A few years later, after a series of broken relationships and personal losses, I accepted Jesus Christ as my Lord and Savior at a Billy Graham Crusade. Three weeks later I was diagnosed with breast cancer. The Bible doesn’t say everything will be great in life, but it does say God will be with us and protect us.

Hebrews 13:5 "Never will I leave you, never will I forsake you."

I can’t imagine how difficult it would have been to go through the surgery and treatment without knowing God was with me and would never fail me. Some would consider it a coincidence that I committed my life to Christ just before getting this frightening diagnosis, but again I see God’s hand in bringing me to Him just in time to lean on Him and Jesus through the difficult time ahead.

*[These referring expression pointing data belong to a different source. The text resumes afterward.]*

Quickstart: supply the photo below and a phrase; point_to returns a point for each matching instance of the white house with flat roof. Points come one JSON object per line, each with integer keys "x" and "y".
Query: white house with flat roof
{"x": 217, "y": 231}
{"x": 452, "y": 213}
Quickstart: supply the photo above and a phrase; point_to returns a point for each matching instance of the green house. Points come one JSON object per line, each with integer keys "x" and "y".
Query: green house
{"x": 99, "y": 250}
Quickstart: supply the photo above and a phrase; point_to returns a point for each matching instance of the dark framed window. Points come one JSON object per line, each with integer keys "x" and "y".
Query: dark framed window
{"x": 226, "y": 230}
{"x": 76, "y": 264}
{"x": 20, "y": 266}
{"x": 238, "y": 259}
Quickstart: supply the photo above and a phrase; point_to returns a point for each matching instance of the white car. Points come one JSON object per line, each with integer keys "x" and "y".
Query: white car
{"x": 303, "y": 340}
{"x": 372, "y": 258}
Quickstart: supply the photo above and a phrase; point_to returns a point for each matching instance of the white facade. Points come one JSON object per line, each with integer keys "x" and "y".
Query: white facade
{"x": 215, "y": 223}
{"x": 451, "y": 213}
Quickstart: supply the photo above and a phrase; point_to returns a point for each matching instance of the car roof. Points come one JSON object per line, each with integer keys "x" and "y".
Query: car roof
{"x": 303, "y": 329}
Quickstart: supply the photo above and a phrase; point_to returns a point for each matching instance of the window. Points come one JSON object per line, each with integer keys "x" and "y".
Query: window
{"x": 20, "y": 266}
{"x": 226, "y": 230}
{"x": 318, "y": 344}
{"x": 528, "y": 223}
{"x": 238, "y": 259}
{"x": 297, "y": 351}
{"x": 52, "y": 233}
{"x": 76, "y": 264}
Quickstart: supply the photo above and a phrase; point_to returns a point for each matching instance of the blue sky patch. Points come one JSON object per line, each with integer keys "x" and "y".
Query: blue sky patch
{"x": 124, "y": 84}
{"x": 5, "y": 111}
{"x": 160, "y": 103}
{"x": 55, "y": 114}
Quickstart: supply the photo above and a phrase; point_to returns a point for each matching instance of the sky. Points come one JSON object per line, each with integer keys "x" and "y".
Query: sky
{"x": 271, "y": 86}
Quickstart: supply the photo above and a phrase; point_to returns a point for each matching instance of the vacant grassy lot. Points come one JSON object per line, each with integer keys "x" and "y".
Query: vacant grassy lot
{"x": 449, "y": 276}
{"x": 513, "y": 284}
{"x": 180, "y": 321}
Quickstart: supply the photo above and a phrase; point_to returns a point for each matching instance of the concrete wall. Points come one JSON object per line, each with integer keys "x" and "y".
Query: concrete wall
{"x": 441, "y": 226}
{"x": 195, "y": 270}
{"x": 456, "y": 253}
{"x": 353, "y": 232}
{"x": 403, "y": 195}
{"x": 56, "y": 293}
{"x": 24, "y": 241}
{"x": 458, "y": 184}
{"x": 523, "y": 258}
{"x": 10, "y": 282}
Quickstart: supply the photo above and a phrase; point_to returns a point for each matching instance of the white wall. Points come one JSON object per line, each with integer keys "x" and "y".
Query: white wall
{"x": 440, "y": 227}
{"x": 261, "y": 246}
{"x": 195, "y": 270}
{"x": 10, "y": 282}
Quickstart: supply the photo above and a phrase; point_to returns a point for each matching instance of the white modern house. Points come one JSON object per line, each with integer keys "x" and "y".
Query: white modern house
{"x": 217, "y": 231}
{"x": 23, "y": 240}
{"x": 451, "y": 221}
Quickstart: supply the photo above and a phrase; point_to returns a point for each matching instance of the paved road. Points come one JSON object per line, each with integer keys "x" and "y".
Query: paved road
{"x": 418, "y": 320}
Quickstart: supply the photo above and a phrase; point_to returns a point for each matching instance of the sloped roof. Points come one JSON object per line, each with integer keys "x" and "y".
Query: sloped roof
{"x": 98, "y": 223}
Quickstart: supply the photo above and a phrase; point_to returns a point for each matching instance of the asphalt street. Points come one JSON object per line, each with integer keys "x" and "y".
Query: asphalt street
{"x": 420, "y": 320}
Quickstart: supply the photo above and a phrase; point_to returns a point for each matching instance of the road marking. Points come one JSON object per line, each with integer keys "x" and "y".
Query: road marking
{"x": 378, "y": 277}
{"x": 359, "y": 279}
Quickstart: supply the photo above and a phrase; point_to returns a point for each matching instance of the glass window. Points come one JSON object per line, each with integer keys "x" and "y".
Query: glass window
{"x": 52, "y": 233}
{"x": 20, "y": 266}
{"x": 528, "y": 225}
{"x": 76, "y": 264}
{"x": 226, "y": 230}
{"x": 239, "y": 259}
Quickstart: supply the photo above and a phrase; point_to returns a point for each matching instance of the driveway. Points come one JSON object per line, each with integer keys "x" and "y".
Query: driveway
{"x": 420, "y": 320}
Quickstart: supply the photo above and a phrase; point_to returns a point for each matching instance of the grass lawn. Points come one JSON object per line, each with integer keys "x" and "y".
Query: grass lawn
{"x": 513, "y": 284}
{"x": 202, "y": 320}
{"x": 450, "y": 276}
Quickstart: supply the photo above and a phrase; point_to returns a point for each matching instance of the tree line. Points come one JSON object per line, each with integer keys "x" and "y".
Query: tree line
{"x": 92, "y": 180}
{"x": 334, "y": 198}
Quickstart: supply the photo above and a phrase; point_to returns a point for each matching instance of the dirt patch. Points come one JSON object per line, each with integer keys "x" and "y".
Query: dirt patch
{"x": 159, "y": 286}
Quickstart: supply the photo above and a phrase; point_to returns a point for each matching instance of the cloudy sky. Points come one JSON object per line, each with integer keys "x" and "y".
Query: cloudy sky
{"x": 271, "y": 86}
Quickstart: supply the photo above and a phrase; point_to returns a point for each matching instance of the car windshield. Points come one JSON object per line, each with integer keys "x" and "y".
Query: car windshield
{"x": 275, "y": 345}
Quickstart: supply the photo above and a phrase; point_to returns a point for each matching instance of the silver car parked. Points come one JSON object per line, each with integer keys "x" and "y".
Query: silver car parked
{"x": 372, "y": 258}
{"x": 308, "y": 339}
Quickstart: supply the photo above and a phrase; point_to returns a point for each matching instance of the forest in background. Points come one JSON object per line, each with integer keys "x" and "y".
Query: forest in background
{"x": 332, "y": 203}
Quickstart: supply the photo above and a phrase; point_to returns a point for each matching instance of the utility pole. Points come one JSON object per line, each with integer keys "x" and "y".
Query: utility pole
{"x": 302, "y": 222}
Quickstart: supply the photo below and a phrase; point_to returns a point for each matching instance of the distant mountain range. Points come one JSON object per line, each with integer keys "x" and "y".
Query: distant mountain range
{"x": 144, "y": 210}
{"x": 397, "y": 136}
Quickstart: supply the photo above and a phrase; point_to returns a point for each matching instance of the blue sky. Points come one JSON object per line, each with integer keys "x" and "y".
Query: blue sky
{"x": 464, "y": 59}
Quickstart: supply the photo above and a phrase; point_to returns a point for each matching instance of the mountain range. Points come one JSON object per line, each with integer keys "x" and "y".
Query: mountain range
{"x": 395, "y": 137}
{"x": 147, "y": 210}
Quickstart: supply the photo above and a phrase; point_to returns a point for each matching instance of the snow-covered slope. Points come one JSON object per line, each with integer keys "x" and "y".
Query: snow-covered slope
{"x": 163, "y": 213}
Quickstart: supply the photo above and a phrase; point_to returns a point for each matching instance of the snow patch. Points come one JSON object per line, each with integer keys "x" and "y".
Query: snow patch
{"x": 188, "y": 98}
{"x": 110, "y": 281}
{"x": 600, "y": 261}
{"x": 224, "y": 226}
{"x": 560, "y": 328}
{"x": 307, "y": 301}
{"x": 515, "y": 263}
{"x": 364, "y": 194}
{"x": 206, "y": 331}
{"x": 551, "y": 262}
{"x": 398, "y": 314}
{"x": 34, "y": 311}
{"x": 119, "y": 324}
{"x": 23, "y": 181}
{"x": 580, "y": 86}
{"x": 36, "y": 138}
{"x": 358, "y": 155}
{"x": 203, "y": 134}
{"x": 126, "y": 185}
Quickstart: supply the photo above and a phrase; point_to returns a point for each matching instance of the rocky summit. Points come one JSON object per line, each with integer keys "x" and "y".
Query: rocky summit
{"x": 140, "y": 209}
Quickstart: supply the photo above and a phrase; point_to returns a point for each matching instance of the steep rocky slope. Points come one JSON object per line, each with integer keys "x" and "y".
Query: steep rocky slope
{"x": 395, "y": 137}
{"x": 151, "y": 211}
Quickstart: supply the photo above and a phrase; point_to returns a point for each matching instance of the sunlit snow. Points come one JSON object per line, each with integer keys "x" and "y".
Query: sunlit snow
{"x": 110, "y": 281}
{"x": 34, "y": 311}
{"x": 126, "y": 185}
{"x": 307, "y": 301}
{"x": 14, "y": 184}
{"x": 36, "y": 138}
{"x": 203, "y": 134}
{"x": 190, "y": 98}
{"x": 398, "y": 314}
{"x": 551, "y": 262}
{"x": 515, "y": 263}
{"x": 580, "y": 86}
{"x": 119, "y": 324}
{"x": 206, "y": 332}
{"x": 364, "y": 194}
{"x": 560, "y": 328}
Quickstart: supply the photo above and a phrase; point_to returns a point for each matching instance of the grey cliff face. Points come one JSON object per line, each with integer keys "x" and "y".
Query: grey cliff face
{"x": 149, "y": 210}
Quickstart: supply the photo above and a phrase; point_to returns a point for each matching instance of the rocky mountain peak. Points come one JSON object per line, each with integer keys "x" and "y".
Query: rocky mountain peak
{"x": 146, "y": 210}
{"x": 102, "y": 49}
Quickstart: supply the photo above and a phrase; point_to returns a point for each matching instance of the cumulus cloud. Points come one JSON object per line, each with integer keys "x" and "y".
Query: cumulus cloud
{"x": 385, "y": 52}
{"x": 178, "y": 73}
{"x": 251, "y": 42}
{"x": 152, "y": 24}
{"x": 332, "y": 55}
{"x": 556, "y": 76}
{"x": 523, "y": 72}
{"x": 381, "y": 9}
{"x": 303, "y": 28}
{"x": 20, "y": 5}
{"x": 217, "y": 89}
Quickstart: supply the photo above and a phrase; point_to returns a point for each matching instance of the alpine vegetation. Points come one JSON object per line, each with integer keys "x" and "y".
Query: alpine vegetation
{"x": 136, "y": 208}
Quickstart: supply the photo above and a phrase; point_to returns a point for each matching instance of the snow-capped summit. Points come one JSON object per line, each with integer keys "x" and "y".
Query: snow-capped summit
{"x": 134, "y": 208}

As lack of trust in God can drive a wedge in our relationship with God, so also can lack of trust in relationships with people drive a wedge in our relationship with others, whether spouse, friend or family member. After divorce and the pain and mistrust that can come as a result of feeling mistreated and rejected, how can we know whom to trust? Do you even want to trust again, or is it easier to isolate and take no chance of opening yourself up to being hurt again? Rather than choosing to remain alone and not risk another devastating breakup, we can pray for discernment. We can ask God to give us wisdom, that He will open our eyes and reveal what we need to know about the heart and character of the person we are considering giving our heart to.

As I recognize God’s work in my life, it has become easier and more natural to trust Him as new challenges come up. When things go well it’s easy to trust God. It’s when things are not going well that it’s harder to trust, but that’s when we need to the most.

Proverbs 3:5: "Trust in the Lord with all your heart and lean not on your own understanding; in all your ways acknowledge Him, and He will make your paths straight.”

How can we learn to trust God? We can pray for deeper trust and faith and leave the results in God's hands.

Romans 15:13 "May the God of hope fill you will all joy and peace as you trust in Him, so that you may overflow with hope by the power of the Holy Spirit."

God has not always answered my prayers, and rarely in the way I hoped He would. Instead He has blessed me far beyond my imagination. No matter what comes my way, why would I not trust Him today?